Pues bien: Puigdemont se ha ido al corazón de Europa, cerca de las instituciones europeas, pero no sólo no ha querido recibirle una sola autoridad comunitaria, ni siquiera de las de cuarta fila, sino que sus amigos políticos son gente de mal vivir. Como ha recordado Vidal-Folch en memorable artículo, el flamenquismo que ha acogido al expresidente de la Generalitat y se ha adherido con pancartas a sus manifestaciones tiene dos ramas: una, la Alianza Neoflamenca (NVA), escindida del Volksunie, partido ultraconservador, el más votado de Bélgica, claramente xenófobo: es partidario de que las relaciones con la Administración se mantengan sólo en lengua flamenca y de que el conocimiento del idioma sea condición indispensable para el acceso a las viviendas protegidas; y trata de disfrazar esta radicalidad con el apoyo al matrimonio gay y al ecologismo; y dos, el Vlaams Belang (Interés Flamenco), heredero también del Volksunie, claramente fascista, que fue prohibido por la Justicia en 2004 por homofobia, racismo y xenofobia.

Todas estas formaciones emanan de la Unión Nacional Flamenca (Vlaams Nationaal Verbond), partidaria de la anexión de Flandes a Holanda bajo el III Reich, colaboracionista cuando la ocupación hitleriana, fundada en 1933, por Staf de Clercq, ‘el Líder’, pariente pronazi del rexismo valón de León Degrelle, una corriente ideológica que dirigió su activismo a la lucha contra “la gran banca judaica”. Estas amistades particulares de Puigdemont y sus secuaces en Bélgica estimulan sin duda su creciente antieuropeísmo.

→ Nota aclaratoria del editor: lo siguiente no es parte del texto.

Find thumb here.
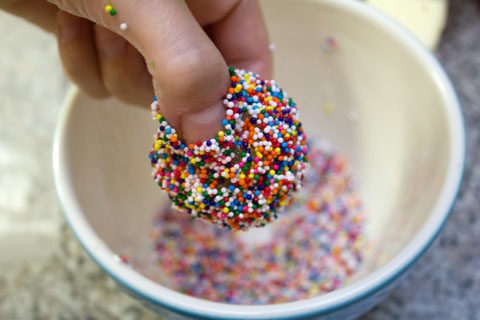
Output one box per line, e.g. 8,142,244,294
51,0,229,143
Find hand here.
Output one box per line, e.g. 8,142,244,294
0,0,271,142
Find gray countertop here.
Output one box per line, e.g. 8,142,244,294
0,0,480,320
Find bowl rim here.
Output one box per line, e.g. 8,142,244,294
53,0,466,319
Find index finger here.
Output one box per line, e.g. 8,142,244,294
188,0,272,79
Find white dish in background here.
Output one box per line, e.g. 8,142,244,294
54,0,465,319
365,0,448,50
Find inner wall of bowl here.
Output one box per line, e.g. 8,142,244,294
66,0,450,296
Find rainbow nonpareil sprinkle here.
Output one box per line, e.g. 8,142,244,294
149,68,308,230
153,143,366,304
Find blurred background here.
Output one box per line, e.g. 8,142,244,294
0,0,480,320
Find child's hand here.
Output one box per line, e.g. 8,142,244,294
0,0,271,142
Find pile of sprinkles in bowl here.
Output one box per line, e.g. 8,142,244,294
149,68,308,230
152,142,366,305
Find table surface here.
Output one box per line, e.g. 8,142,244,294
0,0,480,320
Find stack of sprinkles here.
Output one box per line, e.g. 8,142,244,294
149,68,308,230
149,68,365,304
152,145,367,305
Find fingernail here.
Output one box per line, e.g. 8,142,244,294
181,101,225,143
95,26,127,57
57,11,82,41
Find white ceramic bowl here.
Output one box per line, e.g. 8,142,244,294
54,0,464,319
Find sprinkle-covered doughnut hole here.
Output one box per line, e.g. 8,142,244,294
149,68,308,230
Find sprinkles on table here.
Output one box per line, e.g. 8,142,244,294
149,68,308,230
152,146,366,304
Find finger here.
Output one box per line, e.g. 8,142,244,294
57,11,109,98
48,0,229,141
95,25,154,106
209,0,272,79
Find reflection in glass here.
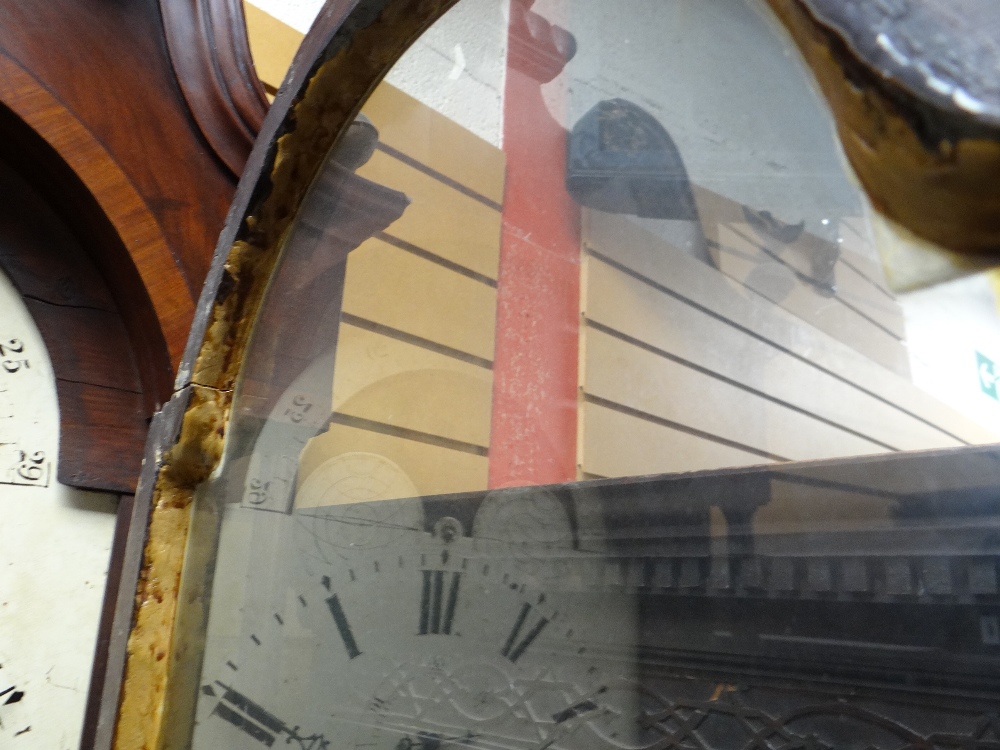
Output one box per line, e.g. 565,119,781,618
180,0,1000,750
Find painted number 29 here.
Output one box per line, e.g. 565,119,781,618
0,339,31,373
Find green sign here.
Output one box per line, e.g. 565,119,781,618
976,352,1000,401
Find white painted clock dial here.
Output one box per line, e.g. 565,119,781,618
0,272,115,750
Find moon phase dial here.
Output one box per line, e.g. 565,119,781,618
193,500,629,750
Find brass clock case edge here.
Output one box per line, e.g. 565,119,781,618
95,0,456,750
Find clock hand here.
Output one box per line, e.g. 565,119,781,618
396,732,477,750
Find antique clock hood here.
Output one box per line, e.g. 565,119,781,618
25,0,1000,750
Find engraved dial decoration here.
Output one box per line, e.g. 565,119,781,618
193,493,643,750
0,273,115,750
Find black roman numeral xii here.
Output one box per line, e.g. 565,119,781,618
419,570,462,635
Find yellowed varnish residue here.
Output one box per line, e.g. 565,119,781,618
114,0,464,750
115,386,230,750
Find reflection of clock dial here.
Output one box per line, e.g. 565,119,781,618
193,499,635,750
0,274,115,750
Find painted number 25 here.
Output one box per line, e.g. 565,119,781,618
0,339,30,373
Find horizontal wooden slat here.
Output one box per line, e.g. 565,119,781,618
584,258,960,450
718,224,909,376
782,445,1000,500
584,212,998,443
583,329,884,461
333,325,493,447
580,403,766,477
838,216,895,299
362,83,504,203
344,239,496,361
298,424,488,506
24,299,142,393
358,151,500,279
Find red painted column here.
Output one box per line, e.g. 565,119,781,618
489,0,580,487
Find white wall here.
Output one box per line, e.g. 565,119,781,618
0,272,115,750
899,274,1000,432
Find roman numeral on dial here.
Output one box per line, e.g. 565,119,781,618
326,594,361,659
500,604,549,662
419,570,462,635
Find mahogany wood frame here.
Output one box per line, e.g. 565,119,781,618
76,0,1000,750
0,0,267,493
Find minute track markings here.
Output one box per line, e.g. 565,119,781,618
418,570,462,635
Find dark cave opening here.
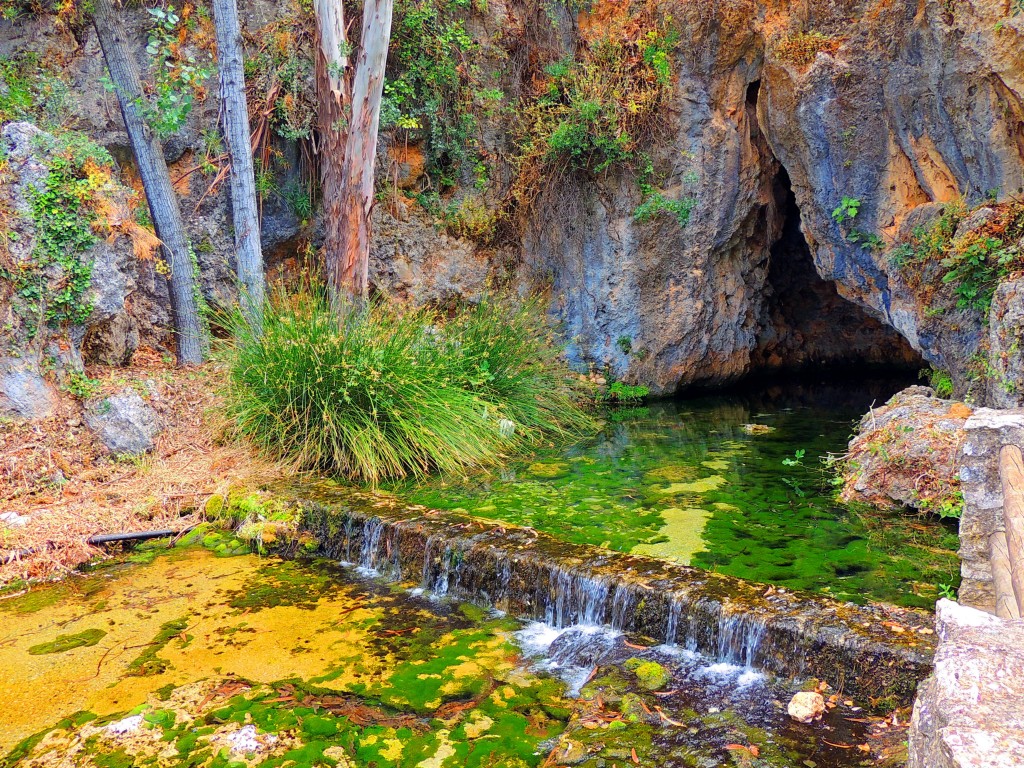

Como se sabe, después de defender enfáticamente durante todo el ‘proceso’ soberanista que Cataluña no sólo no saldría de la UE con la independencia sino que sería desde el primer momento un socio mimado y privilegiado por Bruselas, se ha encontrado con que los únicos apoyos oficiales europeos provienen de personajes atrabiliarios de la extrema derecha, como Neil Farage, el líder del neofascista Ukip, que tanto hizo por el éxito del ‘brexit’. El deslizamiento de Puigdemont hacia el antieuropeísmo ha sido grosero y ruidoso: sus conmilitones han insultado con soez diligencia al presidente de la Comisión, Juncker, cuando este ha dado por Twitter a los españoles su pésame por el fallecimiento de Manuel Marín, aquel gran europeísta… La vulgaridad del movimiento introspectivo que rodea a Puigdemont y, en general, a las criaturas del detestable y corrupto pujolismo, refleja su nivel intelectual: Lluis Llach, otrora delicado trovador en lengua catalana, ha llamado “cerdos” a los dirigentes de Europa, y Pilar Rahola ha manifestado con solemnidad que “la UE es una mierda”.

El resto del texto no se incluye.